On the cover is a neat little box pan folding tool. It's for bending tiny photo etched metal parts for various model making. I'd never heard of that before but it looked like a neat little project for Christmas. This was a good CNC CAD/CAM exercise. I also used some of the new MZT carbide end mills I bought from China. I'm pretty pleased with how this is turning out. This is going to be a gift.


----------



## Janger (Dec 22, 2019)

CAD and CAM path. Note I am milling from the side holding the part edge at the top of the vise.

Lots of little lines is the tool path in the simulation. Fusion is turning out to be quite productive for me. This estimated 35 minutes on the mill. I think I managed it in about an hour. Picture is what it looked like right after machining.


----------



## Janger (Dec 22, 2019)

I bought this sander 3x79" and 2hp for me for Christmas. It’s on sale at BB, there is a similar model from King at KMS. I’m still trying to learn how to use it well but I am finishing parts with it - it’s working pretty well and is much faster than my little 4x36 bench sander. Here I’m sanding the backing plate for the etch fold tool.


----------



## Janger (Dec 22, 2019)

Couple of knobs from busy bee and a backing plate. Coming along - now I need a folding knife for it.


----------



## CalgaryPT (Dec 22, 2019)

Janger said:


> Couple of knobs from busy bee and a backing plate. Coming along - now I need a folding knife for it.
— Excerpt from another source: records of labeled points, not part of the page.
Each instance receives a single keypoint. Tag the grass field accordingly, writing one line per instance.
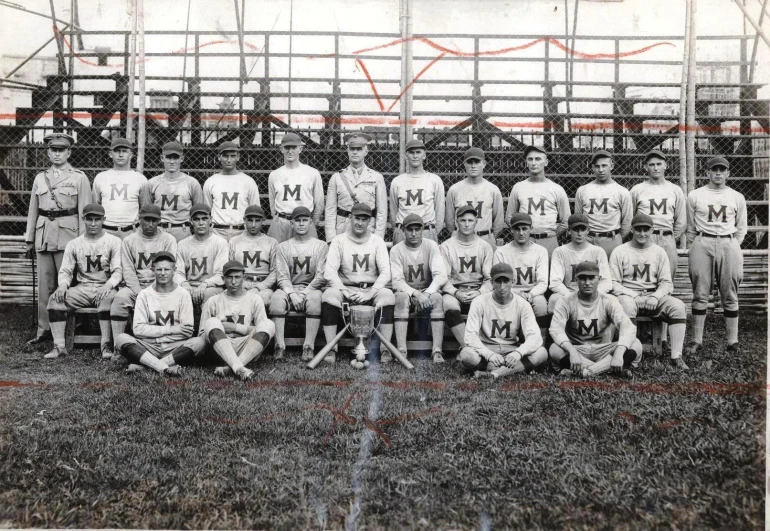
(86, 445)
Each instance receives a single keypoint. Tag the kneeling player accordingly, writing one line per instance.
(641, 279)
(299, 265)
(418, 273)
(235, 324)
(495, 322)
(163, 323)
(582, 329)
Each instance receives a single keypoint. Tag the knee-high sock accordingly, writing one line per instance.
(677, 339)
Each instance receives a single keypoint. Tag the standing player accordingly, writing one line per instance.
(54, 219)
(174, 192)
(418, 272)
(542, 199)
(495, 322)
(417, 192)
(566, 258)
(94, 259)
(229, 192)
(358, 271)
(356, 184)
(641, 280)
(468, 261)
(293, 185)
(299, 265)
(716, 226)
(529, 262)
(119, 191)
(606, 204)
(479, 193)
(582, 328)
(136, 254)
(163, 324)
(235, 324)
(256, 251)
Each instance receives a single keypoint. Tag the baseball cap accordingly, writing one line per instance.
(501, 270)
(150, 211)
(473, 153)
(93, 208)
(577, 219)
(642, 220)
(586, 268)
(254, 210)
(519, 218)
(361, 209)
(301, 211)
(232, 265)
(717, 161)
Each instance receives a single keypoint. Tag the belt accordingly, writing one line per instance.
(53, 214)
(608, 234)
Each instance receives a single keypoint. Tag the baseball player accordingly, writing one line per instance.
(582, 328)
(495, 322)
(299, 265)
(565, 259)
(468, 261)
(229, 192)
(256, 251)
(356, 184)
(136, 254)
(235, 324)
(120, 191)
(94, 259)
(529, 263)
(293, 185)
(55, 217)
(716, 227)
(641, 280)
(542, 199)
(479, 193)
(418, 273)
(163, 323)
(174, 192)
(200, 257)
(357, 271)
(606, 204)
(417, 192)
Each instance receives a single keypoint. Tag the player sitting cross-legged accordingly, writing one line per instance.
(163, 324)
(235, 324)
(582, 328)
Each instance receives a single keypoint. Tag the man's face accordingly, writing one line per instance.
(149, 225)
(229, 160)
(254, 225)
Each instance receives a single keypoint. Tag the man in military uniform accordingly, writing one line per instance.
(55, 217)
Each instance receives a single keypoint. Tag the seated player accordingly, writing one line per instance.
(641, 280)
(94, 259)
(163, 323)
(468, 261)
(565, 259)
(256, 251)
(418, 273)
(299, 265)
(529, 262)
(492, 335)
(583, 326)
(357, 271)
(235, 324)
(200, 257)
(136, 254)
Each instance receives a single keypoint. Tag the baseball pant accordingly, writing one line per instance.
(48, 264)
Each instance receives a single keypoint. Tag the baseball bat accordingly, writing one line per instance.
(393, 350)
(312, 364)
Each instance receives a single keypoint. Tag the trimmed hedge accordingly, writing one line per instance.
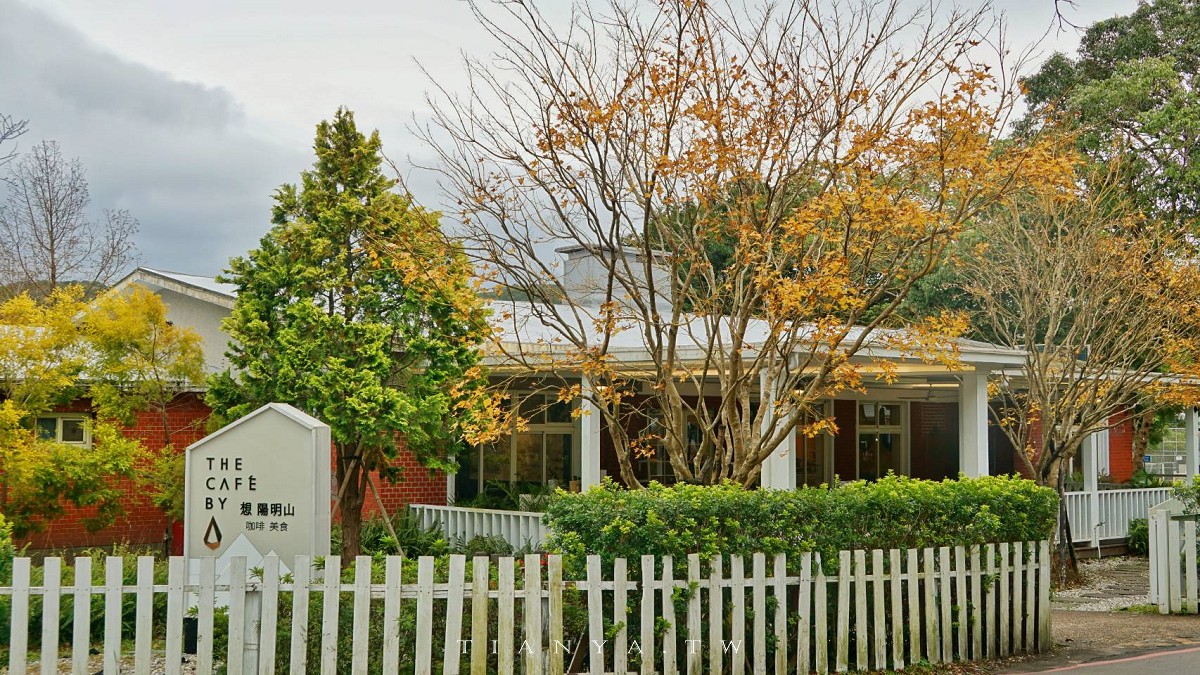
(893, 513)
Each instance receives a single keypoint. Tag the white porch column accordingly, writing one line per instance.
(1091, 487)
(973, 424)
(779, 469)
(589, 437)
(1189, 442)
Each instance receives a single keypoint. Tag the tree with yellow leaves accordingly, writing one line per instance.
(834, 149)
(120, 353)
(1102, 299)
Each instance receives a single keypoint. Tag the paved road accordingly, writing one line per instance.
(1158, 663)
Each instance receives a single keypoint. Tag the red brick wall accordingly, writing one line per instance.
(143, 524)
(845, 442)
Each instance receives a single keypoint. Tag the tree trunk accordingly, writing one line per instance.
(1066, 563)
(349, 477)
(1141, 425)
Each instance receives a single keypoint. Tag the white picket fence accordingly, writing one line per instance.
(1108, 517)
(521, 529)
(877, 609)
(1174, 578)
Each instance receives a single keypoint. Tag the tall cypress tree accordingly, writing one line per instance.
(357, 310)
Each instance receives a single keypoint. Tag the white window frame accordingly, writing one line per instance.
(899, 430)
(85, 419)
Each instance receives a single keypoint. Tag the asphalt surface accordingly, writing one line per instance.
(1165, 662)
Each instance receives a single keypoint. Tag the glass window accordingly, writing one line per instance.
(64, 429)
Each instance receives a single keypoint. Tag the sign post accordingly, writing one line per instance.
(258, 487)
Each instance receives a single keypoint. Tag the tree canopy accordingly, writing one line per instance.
(355, 309)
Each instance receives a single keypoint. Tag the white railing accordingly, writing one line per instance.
(521, 529)
(1174, 578)
(1115, 509)
(875, 610)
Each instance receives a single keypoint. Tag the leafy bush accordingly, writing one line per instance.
(1139, 537)
(1189, 495)
(894, 512)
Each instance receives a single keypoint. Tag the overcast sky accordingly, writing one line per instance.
(190, 114)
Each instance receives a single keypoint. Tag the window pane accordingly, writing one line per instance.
(496, 461)
(533, 408)
(528, 460)
(867, 413)
(72, 430)
(558, 458)
(889, 414)
(559, 412)
(47, 428)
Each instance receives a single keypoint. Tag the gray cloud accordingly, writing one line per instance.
(180, 156)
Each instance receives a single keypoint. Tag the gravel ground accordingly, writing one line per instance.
(1109, 584)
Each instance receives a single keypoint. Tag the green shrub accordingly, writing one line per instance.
(894, 512)
(1139, 537)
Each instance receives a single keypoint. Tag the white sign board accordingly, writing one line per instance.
(259, 485)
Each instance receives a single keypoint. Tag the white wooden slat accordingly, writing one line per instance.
(862, 641)
(1031, 598)
(913, 596)
(1189, 568)
(114, 583)
(177, 574)
(270, 616)
(424, 662)
(779, 583)
(455, 587)
(647, 616)
(81, 638)
(204, 616)
(237, 615)
(1175, 585)
(1045, 643)
(360, 621)
(532, 646)
(619, 615)
(715, 614)
(301, 575)
(976, 604)
(989, 553)
(1018, 616)
(669, 639)
(1005, 601)
(821, 621)
(943, 596)
(555, 586)
(804, 621)
(895, 603)
(595, 616)
(960, 601)
(143, 631)
(844, 575)
(759, 599)
(738, 608)
(880, 628)
(330, 607)
(504, 614)
(933, 625)
(695, 658)
(52, 580)
(480, 583)
(18, 632)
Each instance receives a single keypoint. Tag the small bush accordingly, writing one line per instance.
(895, 512)
(1139, 537)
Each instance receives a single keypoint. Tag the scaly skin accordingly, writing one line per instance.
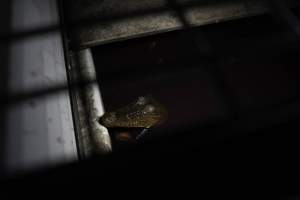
(143, 113)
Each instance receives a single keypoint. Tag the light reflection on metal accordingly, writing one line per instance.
(92, 136)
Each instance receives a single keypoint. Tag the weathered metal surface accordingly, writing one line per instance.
(92, 136)
(145, 112)
(94, 22)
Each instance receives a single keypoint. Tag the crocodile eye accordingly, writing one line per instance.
(141, 101)
(111, 117)
(148, 109)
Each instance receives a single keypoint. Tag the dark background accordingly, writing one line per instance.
(232, 93)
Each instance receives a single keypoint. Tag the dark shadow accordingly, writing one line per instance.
(5, 21)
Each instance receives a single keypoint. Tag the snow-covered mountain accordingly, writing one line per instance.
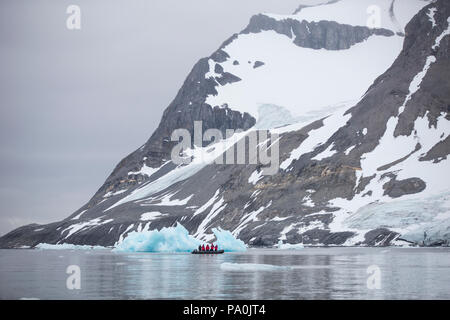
(358, 92)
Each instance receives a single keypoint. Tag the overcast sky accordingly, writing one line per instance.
(74, 103)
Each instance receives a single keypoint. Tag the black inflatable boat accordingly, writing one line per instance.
(207, 252)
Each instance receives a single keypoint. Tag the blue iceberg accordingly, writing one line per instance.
(174, 239)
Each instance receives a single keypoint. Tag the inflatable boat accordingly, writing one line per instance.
(207, 252)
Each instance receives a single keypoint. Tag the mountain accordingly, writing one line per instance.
(362, 116)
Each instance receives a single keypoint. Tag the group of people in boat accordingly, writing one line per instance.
(208, 247)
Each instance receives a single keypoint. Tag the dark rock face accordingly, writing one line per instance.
(395, 188)
(293, 205)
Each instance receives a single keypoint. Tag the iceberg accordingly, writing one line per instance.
(289, 246)
(174, 239)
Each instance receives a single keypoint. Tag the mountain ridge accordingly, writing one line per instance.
(331, 184)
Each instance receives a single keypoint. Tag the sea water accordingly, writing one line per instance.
(309, 273)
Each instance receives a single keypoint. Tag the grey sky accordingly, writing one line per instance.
(74, 103)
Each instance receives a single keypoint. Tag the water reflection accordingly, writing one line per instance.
(319, 273)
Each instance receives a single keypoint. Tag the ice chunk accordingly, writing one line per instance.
(288, 246)
(174, 239)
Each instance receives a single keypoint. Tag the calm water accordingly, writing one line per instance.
(311, 273)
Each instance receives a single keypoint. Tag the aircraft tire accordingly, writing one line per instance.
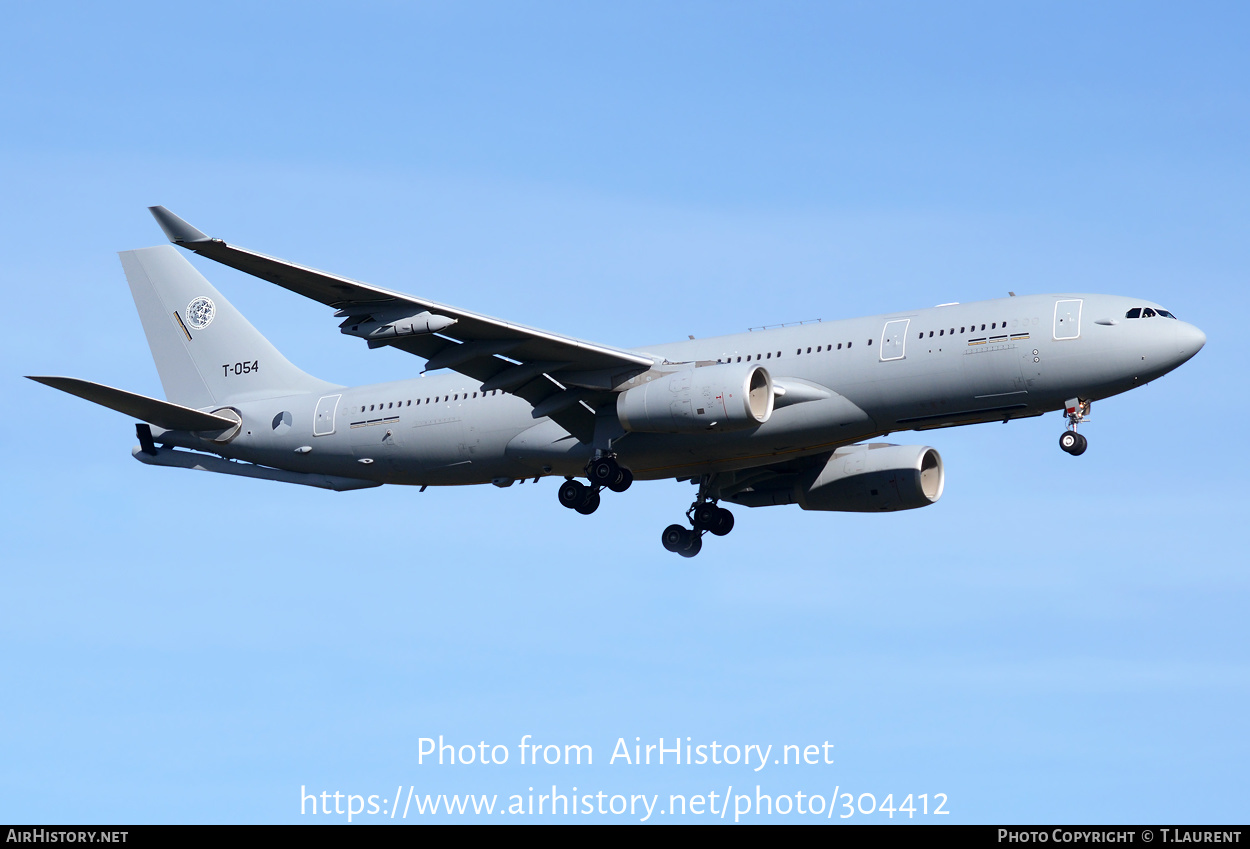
(571, 493)
(623, 482)
(674, 538)
(590, 503)
(604, 472)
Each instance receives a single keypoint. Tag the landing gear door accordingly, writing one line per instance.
(894, 339)
(323, 421)
(1068, 319)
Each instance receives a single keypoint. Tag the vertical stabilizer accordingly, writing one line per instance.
(206, 353)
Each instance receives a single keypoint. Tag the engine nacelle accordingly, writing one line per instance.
(726, 396)
(875, 478)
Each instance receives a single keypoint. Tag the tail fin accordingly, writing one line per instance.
(206, 351)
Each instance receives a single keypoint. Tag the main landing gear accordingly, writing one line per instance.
(603, 472)
(705, 517)
(1075, 411)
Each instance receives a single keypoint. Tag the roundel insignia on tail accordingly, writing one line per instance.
(200, 311)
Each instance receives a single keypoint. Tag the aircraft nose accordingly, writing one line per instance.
(1189, 339)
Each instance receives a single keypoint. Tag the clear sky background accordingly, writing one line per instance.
(1059, 639)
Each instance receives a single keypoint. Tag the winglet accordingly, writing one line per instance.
(178, 230)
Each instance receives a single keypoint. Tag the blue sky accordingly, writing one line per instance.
(1056, 640)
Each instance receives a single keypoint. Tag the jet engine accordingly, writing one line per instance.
(725, 396)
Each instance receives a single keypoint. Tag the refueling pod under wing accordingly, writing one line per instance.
(725, 396)
(875, 478)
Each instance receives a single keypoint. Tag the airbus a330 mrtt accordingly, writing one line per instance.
(771, 416)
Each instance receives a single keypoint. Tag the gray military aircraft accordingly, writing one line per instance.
(771, 416)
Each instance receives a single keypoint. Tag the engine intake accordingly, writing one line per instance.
(876, 479)
(725, 396)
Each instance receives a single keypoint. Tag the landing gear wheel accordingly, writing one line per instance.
(1073, 443)
(604, 472)
(589, 503)
(571, 493)
(623, 482)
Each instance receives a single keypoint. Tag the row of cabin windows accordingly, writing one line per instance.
(971, 328)
(798, 351)
(391, 405)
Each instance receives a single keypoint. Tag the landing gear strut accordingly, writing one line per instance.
(1075, 411)
(705, 517)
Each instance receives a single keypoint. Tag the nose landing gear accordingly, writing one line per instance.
(604, 473)
(1075, 411)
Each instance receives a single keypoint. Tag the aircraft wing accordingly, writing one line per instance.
(163, 414)
(561, 376)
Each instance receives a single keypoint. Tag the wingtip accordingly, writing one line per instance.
(176, 230)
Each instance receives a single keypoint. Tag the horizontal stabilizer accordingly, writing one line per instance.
(176, 230)
(168, 457)
(163, 414)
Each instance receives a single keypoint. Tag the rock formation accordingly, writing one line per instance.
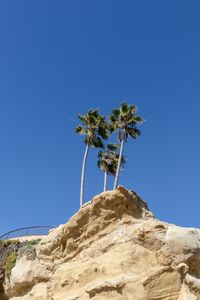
(113, 248)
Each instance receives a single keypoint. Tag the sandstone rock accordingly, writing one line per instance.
(25, 275)
(113, 248)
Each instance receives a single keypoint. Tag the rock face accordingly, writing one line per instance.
(113, 248)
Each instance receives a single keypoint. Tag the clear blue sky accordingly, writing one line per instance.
(60, 58)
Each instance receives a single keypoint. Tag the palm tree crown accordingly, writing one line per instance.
(125, 121)
(108, 159)
(94, 128)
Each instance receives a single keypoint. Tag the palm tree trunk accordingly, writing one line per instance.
(105, 181)
(119, 162)
(83, 174)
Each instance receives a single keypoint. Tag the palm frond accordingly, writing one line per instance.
(133, 132)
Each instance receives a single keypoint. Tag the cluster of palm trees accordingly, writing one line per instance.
(95, 128)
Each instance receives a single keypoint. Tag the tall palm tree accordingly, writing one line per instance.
(94, 128)
(108, 161)
(125, 121)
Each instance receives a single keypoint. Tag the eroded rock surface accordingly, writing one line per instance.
(113, 248)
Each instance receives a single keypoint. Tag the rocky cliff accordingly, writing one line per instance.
(113, 248)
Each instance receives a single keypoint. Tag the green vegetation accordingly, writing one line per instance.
(108, 161)
(124, 120)
(95, 128)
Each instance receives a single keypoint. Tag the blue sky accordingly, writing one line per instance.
(60, 58)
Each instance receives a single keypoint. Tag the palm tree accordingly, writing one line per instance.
(125, 121)
(94, 128)
(108, 161)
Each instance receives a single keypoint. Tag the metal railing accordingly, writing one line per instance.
(26, 231)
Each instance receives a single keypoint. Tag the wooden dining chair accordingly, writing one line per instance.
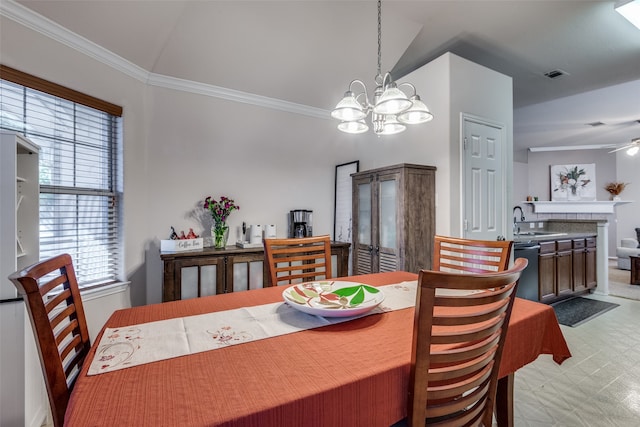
(298, 259)
(460, 325)
(52, 297)
(454, 254)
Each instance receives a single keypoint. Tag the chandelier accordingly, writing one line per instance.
(391, 109)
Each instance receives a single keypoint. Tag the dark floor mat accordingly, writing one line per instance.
(575, 311)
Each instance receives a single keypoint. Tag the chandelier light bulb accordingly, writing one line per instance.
(356, 126)
(418, 113)
(348, 109)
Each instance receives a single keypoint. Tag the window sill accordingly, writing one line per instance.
(103, 291)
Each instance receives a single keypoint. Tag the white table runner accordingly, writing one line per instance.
(150, 342)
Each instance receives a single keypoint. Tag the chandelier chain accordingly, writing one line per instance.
(379, 38)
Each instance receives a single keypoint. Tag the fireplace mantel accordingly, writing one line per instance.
(581, 206)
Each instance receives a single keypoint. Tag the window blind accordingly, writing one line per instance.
(79, 177)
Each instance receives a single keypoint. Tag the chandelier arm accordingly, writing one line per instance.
(379, 38)
(364, 91)
(410, 85)
(384, 79)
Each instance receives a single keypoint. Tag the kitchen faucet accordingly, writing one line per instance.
(516, 229)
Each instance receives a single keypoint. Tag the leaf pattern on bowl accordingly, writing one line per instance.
(342, 298)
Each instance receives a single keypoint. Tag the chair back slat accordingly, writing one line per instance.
(55, 309)
(457, 344)
(472, 256)
(297, 260)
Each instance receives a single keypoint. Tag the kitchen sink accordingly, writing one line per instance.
(540, 233)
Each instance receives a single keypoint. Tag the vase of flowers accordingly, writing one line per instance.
(615, 188)
(220, 211)
(572, 181)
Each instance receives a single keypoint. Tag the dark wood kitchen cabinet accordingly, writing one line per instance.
(584, 264)
(214, 271)
(566, 267)
(590, 275)
(579, 265)
(555, 270)
(393, 218)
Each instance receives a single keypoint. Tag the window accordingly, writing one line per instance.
(80, 172)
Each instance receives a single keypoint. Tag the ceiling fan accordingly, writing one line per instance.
(632, 148)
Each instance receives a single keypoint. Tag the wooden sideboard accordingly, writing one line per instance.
(214, 271)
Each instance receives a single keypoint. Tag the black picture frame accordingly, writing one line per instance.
(343, 206)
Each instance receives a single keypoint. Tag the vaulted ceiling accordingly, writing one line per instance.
(307, 51)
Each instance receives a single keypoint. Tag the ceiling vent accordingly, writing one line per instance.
(554, 74)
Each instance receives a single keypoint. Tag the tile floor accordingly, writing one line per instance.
(598, 386)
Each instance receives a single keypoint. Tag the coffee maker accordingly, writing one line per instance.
(300, 223)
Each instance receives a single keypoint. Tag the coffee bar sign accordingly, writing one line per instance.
(181, 245)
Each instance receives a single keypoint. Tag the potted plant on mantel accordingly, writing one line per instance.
(615, 188)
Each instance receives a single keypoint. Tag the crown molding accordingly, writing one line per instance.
(572, 147)
(235, 95)
(24, 16)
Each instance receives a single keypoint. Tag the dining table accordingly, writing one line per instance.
(352, 373)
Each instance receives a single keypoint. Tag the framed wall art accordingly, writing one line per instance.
(573, 182)
(343, 214)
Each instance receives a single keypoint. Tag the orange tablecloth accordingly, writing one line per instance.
(350, 374)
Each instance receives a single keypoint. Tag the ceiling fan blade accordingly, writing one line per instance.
(622, 148)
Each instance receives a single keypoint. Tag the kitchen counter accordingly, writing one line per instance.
(527, 237)
(569, 229)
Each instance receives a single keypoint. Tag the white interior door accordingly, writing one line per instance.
(484, 186)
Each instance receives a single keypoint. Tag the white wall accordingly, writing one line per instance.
(628, 215)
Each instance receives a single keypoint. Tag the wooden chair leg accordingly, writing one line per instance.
(504, 401)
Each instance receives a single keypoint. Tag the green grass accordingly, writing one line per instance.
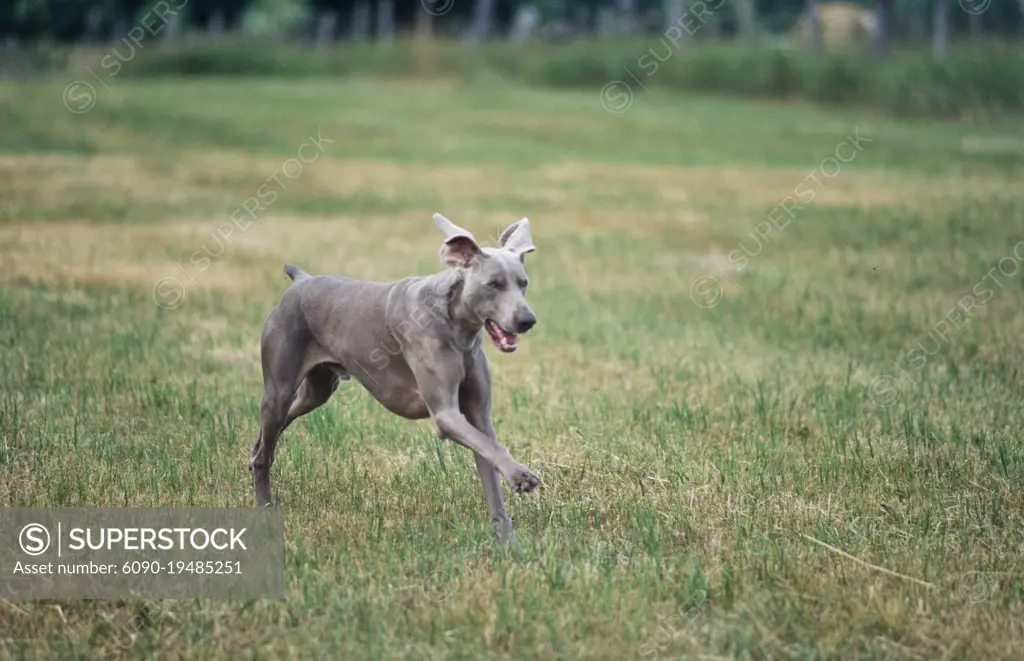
(755, 479)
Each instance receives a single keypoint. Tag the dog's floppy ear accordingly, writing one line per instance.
(516, 237)
(460, 249)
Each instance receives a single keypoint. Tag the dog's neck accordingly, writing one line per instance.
(465, 321)
(466, 324)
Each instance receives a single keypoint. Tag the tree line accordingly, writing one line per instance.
(82, 20)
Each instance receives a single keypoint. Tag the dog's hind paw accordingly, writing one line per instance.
(523, 480)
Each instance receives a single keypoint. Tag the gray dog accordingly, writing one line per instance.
(422, 338)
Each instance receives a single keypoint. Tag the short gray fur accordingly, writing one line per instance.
(330, 328)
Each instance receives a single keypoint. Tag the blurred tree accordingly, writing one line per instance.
(940, 34)
(814, 24)
(883, 17)
(274, 18)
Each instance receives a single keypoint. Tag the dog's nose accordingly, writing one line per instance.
(526, 322)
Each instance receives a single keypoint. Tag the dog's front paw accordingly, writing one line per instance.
(523, 480)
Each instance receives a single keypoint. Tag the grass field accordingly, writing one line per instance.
(763, 435)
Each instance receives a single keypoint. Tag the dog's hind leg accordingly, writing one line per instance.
(283, 352)
(273, 420)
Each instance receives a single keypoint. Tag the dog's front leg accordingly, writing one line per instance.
(438, 379)
(474, 400)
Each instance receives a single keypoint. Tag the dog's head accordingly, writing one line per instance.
(494, 289)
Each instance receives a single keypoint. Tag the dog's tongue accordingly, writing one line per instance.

Really nice work John. And I love the sander. You can't beat those large belt sanders designed for metal.


----------



## Tom O (Dec 22, 2019)

Nice sander!


----------



## Dabbler (Dec 24, 2019)

Nice bender and congrats on the sander!


----------



## Bofobo (Jan 12, 2020)

Sander: a tool I still search for. the envy grows as I really need to get together more parts for a build, and I really like the bender, reminds me of the large bender in my high school, but with stationary feet (segmented bits) and tiny, I’m sure it’s purpose built which negates any real need for the segmented bits of varied width.


----------



## Hruul (Jan 14, 2020)

Nice work!! and nice sander!!


----------